応募受付はすでに開始されており、締切は6月10日までとなっています。ユーロビジョン本大会と同様に、楽曲はオリジナル作品でなければならず、演奏時間は3分以内、さらにステージに立てる人数は最大6人までと定められています。
同時に、アーティストにはレコード会社と提携して参加することが推奨されています。レコード契約を持たないアーティストについては、「ヴォクソヴェーション(Voxovation)」がコンテスト向けにレコード会社とのマッチングを担当します。
最終的に12組のアーティストが決勝進出を果たし、ファイナリストの名前は6月21日に発表されます。その後、7月いっぱいを通して集中的な準備期間が設けられ、8月の生放送による決勝へと臨みます。
投票システムについては、一般視聴者が勝者決定において決定的な役割を果たすことになります。一方で、審査員団の設置は任意とされています。もし審査員が導入された場合、結果は「視聴者投票50%・審査員投票50%」の割合で決定されます。
投票は、『ユーロビジョン・アジア』公式スポンサーである「Zoop」プラットフォームを通じて行なわれます。また、組織的なファンクラブによる結果への影響を抑えるため、視聴者は最低でも3曲を選択して投票しなければならない仕組みとなっています。
各国の国内選考プロセスが始動したことで、『ユーロビジョン・ソング・コンテスト・アジア』(※)は、もはや構想段階から実践段階へと移行しつつあります。そして、バングラデシュはアジア大陸におけるユーロビジョンの新たな章への道を切り開いています。
※『Eurovision Song Contest Asia』(ユーロビジョン・ソング・コンテスト・アジア)は、ヨーロッパで長年開催されている世界的音楽コンテスト『Eurovision Song Contest』のアジア版として企画されている国際音楽大会です。
もともとの『ユーロビジョン』は、1956年に始まった欧州放送連合(EBU)主催の音楽イベントで、各国代表がオリジナル曲を披露して競い合う大会です。ABBAが1974年に「恋のウォータールー」で優勝したことでも有名です。
アジア版では、アジア太平洋地域の国々が参加し、それぞれの国の代表アーティストがオリジナル楽曲を披露する形式になる予定です。

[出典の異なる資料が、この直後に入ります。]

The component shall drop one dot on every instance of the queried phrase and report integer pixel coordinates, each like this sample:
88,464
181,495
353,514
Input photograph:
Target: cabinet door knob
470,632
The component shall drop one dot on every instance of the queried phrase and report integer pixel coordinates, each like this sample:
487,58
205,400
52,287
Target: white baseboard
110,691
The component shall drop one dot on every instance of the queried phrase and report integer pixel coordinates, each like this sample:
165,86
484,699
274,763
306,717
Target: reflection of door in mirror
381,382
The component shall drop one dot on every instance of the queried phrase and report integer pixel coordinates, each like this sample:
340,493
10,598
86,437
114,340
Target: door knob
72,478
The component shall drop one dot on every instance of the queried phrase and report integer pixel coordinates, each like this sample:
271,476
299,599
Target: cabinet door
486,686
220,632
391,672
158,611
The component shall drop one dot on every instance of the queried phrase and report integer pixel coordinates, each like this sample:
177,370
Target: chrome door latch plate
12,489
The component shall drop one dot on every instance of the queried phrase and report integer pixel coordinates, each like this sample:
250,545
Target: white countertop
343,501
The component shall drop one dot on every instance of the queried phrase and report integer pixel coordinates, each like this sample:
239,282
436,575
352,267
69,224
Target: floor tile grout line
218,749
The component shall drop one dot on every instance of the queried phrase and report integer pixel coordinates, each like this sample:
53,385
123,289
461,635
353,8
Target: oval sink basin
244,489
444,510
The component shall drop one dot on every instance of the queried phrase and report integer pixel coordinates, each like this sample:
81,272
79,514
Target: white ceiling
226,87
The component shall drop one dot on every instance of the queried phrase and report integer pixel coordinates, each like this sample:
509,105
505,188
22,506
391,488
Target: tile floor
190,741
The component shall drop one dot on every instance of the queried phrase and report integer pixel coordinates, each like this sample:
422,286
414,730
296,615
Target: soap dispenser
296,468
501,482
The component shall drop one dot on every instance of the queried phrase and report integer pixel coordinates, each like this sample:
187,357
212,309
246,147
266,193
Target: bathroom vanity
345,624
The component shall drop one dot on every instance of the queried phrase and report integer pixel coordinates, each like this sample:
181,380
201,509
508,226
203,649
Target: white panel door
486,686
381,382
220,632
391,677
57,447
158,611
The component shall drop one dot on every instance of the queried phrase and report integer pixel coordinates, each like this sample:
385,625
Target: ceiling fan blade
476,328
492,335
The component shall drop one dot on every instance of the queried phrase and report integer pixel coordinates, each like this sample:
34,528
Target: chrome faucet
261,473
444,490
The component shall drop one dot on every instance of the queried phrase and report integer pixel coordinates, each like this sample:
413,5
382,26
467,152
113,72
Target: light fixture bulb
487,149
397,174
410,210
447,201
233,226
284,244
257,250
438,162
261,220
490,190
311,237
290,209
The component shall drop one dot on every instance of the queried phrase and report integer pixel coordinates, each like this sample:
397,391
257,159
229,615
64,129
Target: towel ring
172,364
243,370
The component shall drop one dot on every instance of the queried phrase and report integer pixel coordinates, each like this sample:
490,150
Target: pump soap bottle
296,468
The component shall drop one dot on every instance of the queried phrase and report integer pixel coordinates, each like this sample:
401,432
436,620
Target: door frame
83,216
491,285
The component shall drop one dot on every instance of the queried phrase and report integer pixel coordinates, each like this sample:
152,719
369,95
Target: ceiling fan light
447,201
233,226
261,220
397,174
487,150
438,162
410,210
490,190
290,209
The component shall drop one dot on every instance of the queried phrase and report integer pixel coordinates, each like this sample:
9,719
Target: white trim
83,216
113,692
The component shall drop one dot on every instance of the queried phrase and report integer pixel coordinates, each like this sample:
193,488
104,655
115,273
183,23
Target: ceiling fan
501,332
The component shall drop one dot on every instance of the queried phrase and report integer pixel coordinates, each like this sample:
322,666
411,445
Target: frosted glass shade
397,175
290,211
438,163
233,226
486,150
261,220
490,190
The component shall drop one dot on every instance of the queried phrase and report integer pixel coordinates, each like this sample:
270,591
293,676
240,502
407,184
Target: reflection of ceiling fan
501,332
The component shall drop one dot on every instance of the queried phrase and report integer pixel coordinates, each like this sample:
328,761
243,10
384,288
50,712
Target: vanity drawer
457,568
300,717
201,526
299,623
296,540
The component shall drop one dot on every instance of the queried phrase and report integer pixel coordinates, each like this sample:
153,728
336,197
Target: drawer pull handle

現在伝えられているルールの多くは、本家ユーロビジョンを踏襲しています。
たとえば:
- 楽曲はオリジナル曲
- 3分以内
- ステージ人数は最大6人
- 一般視聴者投票を重視
- 各国で国内選考を実施
などです。
この構想自体は2010年代から存在していましたが、権利問題や運営体制などの事情で長らく実現に至っていませんでした。しかし近年になり、アジア各国の放送局や制作会社が具体的な準備を進め始めており、2026年大会開催へ向けた動きが本格化しています。
現在名前が挙がっている国・地域には、
- バングラデシュ
- タイ
- インド
- カザフスタン
- シンガポール
- 韓国
などがあります。
報道によると、2026年大会はタイ・バンコク開催が予定されており、各国が国内予選を準備している段階です。
本家ユーロビジョン同様、ポップス、民族音楽、ダンスミュージック、ロックなど、多彩なジャンルが集まる「アジア版の国際音楽祭」として期待されています。